Thursday 11 March 2010

Kuwait Researchers - Conventional Oil Peak 2014


A new paper titled 'Forecasting World Crude Oil Production Using Multicyclic Hubbert Model'  in the journal Energy & Fuels by Ibrahim Sami Nashawi, Adel Malallah and Mohammed Al-Bisharah of Kuwait University and Kuwait Oil company shows a new analysis of World oil peak production for conventional oil. Their estimate for peak of conventional oil is 2014. Their implied world production decline rate is somewhere in the vicinity of 2.6% p.a.

World Oil production peak and cumulative estimates

Conventional is important, as it accounts for roughly 80% of the world's oil production. No known alternative, whether unconventional, biofuels or natural gas liquids can fill the gap left behind by conventional oil depletion.

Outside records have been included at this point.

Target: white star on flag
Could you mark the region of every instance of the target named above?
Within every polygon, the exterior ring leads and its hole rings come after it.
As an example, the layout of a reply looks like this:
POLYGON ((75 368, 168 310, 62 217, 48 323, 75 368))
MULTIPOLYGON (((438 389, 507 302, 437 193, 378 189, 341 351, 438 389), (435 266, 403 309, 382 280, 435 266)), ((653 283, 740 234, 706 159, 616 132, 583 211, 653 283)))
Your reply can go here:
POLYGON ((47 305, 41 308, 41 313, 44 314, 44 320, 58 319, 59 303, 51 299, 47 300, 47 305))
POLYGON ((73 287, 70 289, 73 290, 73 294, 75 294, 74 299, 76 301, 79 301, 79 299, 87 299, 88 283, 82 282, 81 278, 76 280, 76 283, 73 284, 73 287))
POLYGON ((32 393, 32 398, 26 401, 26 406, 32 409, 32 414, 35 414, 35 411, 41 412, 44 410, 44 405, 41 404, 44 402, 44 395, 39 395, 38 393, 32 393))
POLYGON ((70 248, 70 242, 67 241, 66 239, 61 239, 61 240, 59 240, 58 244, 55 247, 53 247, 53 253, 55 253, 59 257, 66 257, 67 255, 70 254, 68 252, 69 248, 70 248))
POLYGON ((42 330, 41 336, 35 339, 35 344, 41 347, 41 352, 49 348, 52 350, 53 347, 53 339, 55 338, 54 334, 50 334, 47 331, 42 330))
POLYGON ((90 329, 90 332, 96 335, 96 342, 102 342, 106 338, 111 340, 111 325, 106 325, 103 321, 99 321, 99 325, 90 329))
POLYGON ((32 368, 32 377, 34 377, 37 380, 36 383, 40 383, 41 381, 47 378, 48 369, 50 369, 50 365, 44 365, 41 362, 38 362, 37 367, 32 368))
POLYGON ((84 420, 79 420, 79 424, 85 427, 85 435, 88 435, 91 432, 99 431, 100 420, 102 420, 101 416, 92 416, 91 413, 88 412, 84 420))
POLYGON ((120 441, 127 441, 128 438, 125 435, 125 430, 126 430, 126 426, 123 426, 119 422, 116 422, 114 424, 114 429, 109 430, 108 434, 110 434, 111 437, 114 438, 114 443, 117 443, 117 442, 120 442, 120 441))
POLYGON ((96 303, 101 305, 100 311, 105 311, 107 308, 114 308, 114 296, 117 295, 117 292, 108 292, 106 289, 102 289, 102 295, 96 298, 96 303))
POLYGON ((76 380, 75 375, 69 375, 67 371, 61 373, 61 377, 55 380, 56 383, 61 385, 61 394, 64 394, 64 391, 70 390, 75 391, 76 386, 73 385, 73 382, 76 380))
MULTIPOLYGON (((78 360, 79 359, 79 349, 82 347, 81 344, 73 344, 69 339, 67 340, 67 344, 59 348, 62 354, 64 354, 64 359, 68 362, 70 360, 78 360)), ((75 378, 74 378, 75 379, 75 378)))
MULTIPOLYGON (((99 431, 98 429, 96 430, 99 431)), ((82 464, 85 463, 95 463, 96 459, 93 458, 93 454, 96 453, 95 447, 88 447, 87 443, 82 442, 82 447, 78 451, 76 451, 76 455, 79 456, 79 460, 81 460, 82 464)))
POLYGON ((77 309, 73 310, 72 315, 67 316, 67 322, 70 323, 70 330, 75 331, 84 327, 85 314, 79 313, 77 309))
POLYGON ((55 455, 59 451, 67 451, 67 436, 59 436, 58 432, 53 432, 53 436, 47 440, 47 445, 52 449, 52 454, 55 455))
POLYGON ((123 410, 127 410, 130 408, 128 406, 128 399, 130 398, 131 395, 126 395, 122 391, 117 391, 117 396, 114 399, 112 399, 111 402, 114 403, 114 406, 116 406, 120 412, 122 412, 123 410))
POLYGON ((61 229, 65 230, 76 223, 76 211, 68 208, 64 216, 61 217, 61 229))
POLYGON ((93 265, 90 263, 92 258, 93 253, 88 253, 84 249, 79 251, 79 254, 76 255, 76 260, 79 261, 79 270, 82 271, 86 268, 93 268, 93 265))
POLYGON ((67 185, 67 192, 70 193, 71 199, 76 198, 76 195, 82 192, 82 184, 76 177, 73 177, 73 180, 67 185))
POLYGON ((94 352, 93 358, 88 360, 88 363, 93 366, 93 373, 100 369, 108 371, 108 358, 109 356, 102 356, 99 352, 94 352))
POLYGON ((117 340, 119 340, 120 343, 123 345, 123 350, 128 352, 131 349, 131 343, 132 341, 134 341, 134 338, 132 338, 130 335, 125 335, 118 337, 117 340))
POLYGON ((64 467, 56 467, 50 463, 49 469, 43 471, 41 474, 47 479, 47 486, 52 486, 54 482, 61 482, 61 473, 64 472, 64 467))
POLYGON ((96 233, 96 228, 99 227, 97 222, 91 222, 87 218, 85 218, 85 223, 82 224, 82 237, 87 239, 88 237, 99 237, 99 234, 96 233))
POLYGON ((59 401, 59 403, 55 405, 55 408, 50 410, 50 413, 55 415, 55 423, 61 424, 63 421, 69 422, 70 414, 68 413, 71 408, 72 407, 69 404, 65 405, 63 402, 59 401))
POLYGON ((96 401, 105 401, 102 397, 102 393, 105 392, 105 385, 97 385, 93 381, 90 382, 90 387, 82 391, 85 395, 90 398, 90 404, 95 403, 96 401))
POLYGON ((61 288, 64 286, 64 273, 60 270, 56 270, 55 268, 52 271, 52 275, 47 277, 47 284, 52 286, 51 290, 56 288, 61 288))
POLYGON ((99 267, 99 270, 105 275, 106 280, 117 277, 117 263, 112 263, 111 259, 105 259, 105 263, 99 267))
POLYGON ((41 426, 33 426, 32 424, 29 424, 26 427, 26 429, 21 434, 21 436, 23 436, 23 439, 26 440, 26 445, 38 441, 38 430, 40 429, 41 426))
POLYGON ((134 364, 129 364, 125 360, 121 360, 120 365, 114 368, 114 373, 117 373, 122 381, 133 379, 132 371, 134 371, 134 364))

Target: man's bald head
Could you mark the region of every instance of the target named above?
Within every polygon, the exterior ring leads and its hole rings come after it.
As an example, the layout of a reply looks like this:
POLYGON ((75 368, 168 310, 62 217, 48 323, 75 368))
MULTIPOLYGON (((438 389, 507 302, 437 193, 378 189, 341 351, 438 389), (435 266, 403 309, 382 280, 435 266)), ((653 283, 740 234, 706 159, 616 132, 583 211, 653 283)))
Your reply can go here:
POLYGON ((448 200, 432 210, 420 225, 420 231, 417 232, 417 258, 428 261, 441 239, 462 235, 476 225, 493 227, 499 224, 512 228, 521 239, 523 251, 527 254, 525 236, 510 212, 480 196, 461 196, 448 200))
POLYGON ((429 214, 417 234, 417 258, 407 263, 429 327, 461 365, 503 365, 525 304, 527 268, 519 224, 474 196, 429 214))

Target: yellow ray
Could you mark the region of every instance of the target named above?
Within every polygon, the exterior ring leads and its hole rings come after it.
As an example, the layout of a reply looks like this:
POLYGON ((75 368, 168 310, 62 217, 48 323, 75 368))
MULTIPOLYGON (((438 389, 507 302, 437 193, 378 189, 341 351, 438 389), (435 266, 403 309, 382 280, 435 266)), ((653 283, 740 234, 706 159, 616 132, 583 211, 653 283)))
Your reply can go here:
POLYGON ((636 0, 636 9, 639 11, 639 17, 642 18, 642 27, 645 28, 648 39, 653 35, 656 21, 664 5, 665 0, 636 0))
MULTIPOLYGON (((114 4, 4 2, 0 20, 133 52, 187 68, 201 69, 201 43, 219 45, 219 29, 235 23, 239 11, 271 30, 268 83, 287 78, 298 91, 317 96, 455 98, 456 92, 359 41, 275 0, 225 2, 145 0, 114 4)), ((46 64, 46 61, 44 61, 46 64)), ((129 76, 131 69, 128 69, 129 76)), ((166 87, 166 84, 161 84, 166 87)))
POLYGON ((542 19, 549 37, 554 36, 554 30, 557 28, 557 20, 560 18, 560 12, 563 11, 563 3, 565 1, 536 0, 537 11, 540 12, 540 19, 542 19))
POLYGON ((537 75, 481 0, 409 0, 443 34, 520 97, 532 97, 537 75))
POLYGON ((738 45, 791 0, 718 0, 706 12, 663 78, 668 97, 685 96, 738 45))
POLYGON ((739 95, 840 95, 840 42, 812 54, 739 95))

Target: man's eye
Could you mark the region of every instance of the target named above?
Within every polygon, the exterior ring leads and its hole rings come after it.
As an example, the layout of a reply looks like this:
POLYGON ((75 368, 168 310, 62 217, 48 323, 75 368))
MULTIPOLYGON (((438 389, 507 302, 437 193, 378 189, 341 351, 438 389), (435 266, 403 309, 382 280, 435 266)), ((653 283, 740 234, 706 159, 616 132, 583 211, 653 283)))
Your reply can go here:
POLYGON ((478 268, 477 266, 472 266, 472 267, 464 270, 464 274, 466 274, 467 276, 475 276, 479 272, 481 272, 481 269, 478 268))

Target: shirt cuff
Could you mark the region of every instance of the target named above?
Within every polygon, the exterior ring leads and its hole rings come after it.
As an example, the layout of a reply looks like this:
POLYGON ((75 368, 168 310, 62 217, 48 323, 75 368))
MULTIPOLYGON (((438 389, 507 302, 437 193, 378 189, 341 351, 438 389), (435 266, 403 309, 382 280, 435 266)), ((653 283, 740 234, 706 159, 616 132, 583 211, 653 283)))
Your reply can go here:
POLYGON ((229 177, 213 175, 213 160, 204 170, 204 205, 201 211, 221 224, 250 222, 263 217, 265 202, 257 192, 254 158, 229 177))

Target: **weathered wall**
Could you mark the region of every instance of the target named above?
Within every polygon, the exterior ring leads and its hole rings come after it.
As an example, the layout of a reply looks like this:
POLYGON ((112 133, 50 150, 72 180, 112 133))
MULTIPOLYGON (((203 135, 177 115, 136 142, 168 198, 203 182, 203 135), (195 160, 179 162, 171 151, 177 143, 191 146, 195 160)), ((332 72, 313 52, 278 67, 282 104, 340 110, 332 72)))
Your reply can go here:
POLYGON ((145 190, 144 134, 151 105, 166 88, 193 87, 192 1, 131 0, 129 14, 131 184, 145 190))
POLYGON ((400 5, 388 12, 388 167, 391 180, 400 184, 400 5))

Four years to peak is also significant, as we know from previous studies that a proper precautionary crash course mitigation program for peak oil would take roughly 20 years. That is, 20 years before the peak, which is now forecast to be within four years by the Kuwaiti researchers.

"Forecasting is not accomplished by consulting a crystal ball or a mystic of some sort, but by appraising the past, inspecting present conditions, and projecting these into the future based on the best available information."
Their decline rate, while optimistic by historical accounts, is a sigh of semi-relief. If true, it'd mean a much less of a downslope of production loss than imagined by many other authors. This would give the world more time to adjust in an ordered manner. However, based on the decline rates of real fields in the world, driven by the best technology, their estimate of seems fairly optimistic. If the true decline rate is three times as high as it seems likely, it remains very unlikely that any society, except the oil exporting nations within yet-to-peak faction of OPEC have any time to structurally adjust to the change. 

Why is this information still not on the front page of every newspaper on earth? Because it is bad news, it's abstract, it can always be denied due to commercial/geo-political reasons, and people just do not understand the ramifications of oil peak.

For people writing about oil depletion finding supportive research can always feel rather schizophrenic. One one hand it is easy to feel vindicated about years of work of trying to get others to understand. On the other hand it is evident that people still do not get it and would rather just stick their head in the sand. This implies that on the average we all deserve what's coming to us.

Yet, four years is a long time. One can still do a lot of things personally in that time, even though it is very unlikely to change the big picture for all of us. It can also whizz by in an instant, depending on the choices one makes.

If you knew for sure that you had roughly four years before the slow decay really starts to kick in and turn a lot of good things into mush, then the only relevant question remaining is this:

What would you do if you had 4 years to prepare?